Kamel Eltaief, Béchir Akremi… Ce que l’on sait de la vague d’arrestations de ce week-end à Tunis
La série d’arrestations de cadres politiques et de magistrats survenue ce week-end a alimenté les rumeurs les plus folles. Ce lundi, cinq personnes étaient encore interrogées, et devaient répondre d’accusations sans lien les unes avec les autres.
Vive émotion et inquiétude à Tunis après l’arrestation, samedi 11 février, de plusieurs personnalités en vue en lien avec la sphère politique. Une situation que beaucoup redoutaient à la suite des rumeurs annonçant l’imminence d’une opération de ce genre depuis plusieurs semaines. Et qui intervient dans un contexte délétère où l’opposition donne de la voix et tente de trouver une assise commune.
Pour certains, il n’y a pas de hasard : ces arrestations coïncident aussi avec une perte de popularité du système mis en place par le président Kaïs Saïed et sont perçues comme une diversion pour occulter les couacs de l’affaire Amira Bouraoui et faire oublier l’impasse de la crise des finances publiques.
Le point sur les acteurs et les détails de cet épisode inédit, déjà interprété par certains comme une tentative de bâillonner l’opposition, inquiète de l’éventuel report de l’élection présidentielle de 2024.
Deux juges, deux affaires : parmi les personnes arrêtées, deux sont entendues pour des affaires évoquées depuis plusieurs mois. L’ancien procureur de la République Béchir Akremi est poursuivi dans l’affaire de l’assassinat de Chokri Belaïd et Mohamed Brahmi pour dissimulation de preuves et entrave à la justice.

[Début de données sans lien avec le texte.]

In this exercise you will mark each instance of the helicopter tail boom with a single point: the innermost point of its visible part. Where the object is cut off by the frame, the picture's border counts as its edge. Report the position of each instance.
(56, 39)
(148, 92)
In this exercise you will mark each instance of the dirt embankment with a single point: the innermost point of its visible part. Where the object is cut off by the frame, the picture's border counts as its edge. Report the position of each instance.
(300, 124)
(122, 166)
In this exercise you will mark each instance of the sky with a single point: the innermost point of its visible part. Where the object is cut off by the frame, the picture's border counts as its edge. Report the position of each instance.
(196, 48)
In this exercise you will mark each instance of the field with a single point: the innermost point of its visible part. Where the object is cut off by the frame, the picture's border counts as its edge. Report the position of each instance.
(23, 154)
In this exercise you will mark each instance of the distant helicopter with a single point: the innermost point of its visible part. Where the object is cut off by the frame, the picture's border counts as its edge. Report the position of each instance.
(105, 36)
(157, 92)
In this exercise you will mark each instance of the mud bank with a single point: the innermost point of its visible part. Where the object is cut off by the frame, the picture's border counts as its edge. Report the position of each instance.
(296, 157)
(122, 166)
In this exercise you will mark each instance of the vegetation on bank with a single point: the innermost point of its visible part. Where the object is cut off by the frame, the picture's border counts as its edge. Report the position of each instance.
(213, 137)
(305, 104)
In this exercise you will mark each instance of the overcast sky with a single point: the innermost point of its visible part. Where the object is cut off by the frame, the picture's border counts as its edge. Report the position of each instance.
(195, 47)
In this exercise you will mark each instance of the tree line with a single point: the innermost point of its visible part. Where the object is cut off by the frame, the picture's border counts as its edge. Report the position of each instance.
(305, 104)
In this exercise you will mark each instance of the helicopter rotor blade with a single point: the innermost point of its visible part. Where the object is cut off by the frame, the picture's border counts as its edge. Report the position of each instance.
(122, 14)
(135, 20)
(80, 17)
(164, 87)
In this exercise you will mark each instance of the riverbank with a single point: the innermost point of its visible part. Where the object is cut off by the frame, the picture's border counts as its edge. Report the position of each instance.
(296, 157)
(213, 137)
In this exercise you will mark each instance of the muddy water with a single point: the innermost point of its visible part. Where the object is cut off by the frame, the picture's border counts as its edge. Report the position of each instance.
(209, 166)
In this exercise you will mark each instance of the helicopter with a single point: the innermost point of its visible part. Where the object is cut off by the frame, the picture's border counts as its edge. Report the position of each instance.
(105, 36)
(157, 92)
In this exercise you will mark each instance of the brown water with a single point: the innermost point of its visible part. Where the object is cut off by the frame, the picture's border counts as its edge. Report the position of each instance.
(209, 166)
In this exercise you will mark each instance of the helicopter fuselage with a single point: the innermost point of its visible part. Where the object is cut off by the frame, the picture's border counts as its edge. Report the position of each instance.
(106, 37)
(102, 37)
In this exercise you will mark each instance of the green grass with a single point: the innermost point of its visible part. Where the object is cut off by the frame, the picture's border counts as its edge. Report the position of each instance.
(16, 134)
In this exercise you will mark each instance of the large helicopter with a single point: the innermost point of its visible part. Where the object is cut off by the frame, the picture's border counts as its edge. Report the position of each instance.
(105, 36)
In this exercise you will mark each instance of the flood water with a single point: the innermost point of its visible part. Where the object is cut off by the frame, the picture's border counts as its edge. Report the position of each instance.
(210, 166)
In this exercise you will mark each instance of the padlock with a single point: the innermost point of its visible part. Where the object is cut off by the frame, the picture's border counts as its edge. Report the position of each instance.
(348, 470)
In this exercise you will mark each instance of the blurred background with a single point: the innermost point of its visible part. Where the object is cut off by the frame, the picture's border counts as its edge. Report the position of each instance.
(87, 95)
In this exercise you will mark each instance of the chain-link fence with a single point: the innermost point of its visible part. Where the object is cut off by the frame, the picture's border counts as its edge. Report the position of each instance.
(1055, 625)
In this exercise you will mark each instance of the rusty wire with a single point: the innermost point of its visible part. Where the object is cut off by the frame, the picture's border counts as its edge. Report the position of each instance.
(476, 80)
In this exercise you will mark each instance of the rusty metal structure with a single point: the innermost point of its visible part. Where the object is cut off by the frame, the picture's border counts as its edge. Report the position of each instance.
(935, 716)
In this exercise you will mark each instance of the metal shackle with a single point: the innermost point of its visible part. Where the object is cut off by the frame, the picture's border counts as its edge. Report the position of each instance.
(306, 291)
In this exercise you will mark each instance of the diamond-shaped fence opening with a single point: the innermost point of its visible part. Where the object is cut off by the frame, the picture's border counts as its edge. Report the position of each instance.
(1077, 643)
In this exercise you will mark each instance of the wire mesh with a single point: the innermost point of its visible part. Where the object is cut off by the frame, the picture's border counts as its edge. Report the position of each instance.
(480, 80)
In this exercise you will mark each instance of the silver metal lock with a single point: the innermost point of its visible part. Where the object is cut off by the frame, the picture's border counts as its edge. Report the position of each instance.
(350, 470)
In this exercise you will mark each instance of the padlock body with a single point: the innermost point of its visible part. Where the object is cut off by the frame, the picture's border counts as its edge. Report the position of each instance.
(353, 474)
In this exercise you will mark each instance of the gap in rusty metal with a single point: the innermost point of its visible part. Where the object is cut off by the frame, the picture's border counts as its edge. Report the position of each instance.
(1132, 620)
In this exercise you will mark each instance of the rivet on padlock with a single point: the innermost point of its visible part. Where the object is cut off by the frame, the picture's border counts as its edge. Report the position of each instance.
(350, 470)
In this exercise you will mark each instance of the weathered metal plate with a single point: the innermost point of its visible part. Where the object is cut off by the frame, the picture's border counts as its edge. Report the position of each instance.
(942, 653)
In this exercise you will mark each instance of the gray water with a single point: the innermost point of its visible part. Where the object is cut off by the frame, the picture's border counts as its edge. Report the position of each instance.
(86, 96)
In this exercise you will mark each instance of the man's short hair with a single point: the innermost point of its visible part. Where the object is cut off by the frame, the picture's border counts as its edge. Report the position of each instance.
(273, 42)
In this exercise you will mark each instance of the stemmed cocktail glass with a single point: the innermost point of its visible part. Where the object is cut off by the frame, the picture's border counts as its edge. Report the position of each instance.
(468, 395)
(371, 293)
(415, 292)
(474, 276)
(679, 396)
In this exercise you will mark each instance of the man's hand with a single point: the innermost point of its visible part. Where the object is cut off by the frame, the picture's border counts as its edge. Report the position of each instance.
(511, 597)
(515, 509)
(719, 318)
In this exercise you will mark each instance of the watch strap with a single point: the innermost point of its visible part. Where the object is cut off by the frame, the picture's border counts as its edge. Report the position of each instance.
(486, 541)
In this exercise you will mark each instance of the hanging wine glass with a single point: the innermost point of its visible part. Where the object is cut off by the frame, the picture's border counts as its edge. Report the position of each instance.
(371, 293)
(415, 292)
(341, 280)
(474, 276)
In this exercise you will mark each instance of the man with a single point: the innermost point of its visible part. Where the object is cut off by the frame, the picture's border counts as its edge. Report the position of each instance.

Taïeb Rached, ancien premier président de la Cour de cassation, est visé par des affaires de corruption. Leur arrestation fait suite à la levée de leur immunité par le Conseil supérieur de la magistrature (CSM). Que le mandat d’amener ait été exécuté un week-end est inhabituel, à moins que la justice ne considère qu’ils représentent un danger ou qu’ils peuvent quitter le pays malgré leur interdiction de voyager.
Un militant influent : la perquisition du domicile et l’arrestation inattendue, au petit matin, de Khayam Turki, ancien dirigeant du parti Ettakatol, a fait grand bruit. Toujours discret mais actif dans les coulisses de la politique, il cherche des points de convergence entre différentes positions. Il serait entendu pour avoir organisé chez lui des rencontres entre différents dirigeants afin de mener une réflexion sur la situation du pays, ce qu’aucune loi n’interdit. Parmi ses hôtes, des dirigeants du Front de salut national et quelques représentants de partis de tous bords. On lui reproche également des contacts réguliers avec des ambassades. De là à parler d’atteinte à la sûreté nationale, il y a un pas que la justice ne peut franchir sans preuves solides.
Un lobbyiste de carrière : Kamel Eltaief, qui avait appuyé son ami Ben Ali lors de l’organisation de la destitution de Bourguiba, le 7 novembre 1987, n’avait pas été entendu par les services depuis sa disgrâce en 1992. Cet homme pour qui le lobbyisme est une seconde nature a été arrêté selon le même mode opératoire que Khayam Turki. À la fois connu et sulfureux, le chef d’entreprise a imposé son influence dans le Sahel et agit essentiellement en faveur de sa région natale. Depuis la révolution, il a étendu ses réseaux en misant sur le monde des affaires et celui des médias.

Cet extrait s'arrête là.